What I mean to ask is whether the early church father’s beliefs about who Jesus Christ is had more in common with what modern Mormons believe than what modern Catholics believe. I ask the question, because this popular website provides quotes supporting the idea that the Martyr believed the Son of God was a different God from the Father God:
On the other hand, Justin sees the Logos as a separate being from God and subordinate to him:
“For next to God, we worship and love the Logos who is out of the unbegotten and ineffable God, since also He became man for our sakes, that, becoming a partaker of our sufferings, He might also bring us healing.”
(Second Apology, 13)
“There is, and that there is said to be, another God and Lord subject to the Maker of all things who is also called an Angel, because He announces to men whatsoever the Maker of all things, above whom there is no other God, wishes to announce to them… I shall endeavour to persuade you, that He who is said to have appeared to Abraham, and to Jacob, and to Moses, and who is called God, is distinct from Him who made all things, I mean numerically, not in will.”
(Dialogue with Trypho, 56)
In chapter 129 of his Dialogue with Trypho, a Jew, Justin makes a clear distinction, indicating that the “God” he refers to as Christ, is numerically distinct, but ‘…not (different) in will…’, from another, who is “Lord of the Lord”, and causes the “God” Christ to have his power and authority. This would seem to indicate emphatically that Justin’s use of the term “God” when referring to Christ is not the same usage when referring to the Father – the Creator, and only true God, as Justin calls him in other chapters of his writings.

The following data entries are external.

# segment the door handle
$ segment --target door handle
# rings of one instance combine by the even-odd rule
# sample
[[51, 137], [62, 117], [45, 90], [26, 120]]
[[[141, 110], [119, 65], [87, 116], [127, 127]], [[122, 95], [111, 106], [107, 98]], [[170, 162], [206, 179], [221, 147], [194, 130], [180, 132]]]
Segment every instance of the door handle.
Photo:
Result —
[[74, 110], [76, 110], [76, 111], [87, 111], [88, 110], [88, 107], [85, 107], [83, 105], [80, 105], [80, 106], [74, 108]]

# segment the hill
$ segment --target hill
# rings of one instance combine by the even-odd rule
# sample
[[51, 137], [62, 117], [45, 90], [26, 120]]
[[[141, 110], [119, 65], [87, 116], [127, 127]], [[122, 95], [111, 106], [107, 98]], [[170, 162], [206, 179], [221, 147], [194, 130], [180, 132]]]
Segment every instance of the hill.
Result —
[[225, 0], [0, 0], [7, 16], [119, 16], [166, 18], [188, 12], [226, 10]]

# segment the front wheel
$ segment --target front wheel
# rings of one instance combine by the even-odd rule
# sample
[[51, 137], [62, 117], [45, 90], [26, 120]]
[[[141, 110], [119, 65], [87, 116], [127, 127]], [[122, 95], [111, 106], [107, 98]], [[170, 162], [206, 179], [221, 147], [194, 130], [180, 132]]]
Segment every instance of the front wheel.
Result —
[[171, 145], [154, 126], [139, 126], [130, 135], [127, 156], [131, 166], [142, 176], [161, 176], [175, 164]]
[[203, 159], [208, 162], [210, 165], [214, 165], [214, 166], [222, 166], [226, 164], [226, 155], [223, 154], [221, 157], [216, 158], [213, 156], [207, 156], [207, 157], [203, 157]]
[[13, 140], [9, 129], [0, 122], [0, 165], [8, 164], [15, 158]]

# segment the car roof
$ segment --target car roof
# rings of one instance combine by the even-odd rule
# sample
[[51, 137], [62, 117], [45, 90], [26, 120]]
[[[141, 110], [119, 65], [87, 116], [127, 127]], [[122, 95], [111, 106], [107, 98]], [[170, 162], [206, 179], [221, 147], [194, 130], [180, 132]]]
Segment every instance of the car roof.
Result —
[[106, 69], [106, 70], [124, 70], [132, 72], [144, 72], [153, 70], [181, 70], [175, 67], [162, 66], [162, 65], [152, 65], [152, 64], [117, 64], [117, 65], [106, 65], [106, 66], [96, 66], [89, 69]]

“And now I shall again recite the words which I have spoken in proof of this point. When Scripture says, ‘The Lord rained fire from the Lord out of heaven,’ the prophetic word indicates that there were two in number: One upon the earth, who, it says, descended to behold the cry of Sodom; Another in heaven, who also is Lord of the Lord on earth, as He is Father and God; the cause of His power and of His being Lord and God."
(Dialogue with Trypho, 129)
Justin very clearly distinguishes the Son, or Logos, as being an Angel and an Apostle of God, but not the one true God himself, the Maker of all things, as Justin calls him. Justin confers the title of Creator only to the Father in all of his writings. There is no indication of the trinitarian doctrine, or of Christ being the “one true God”, as Justin gives this title only to the Father.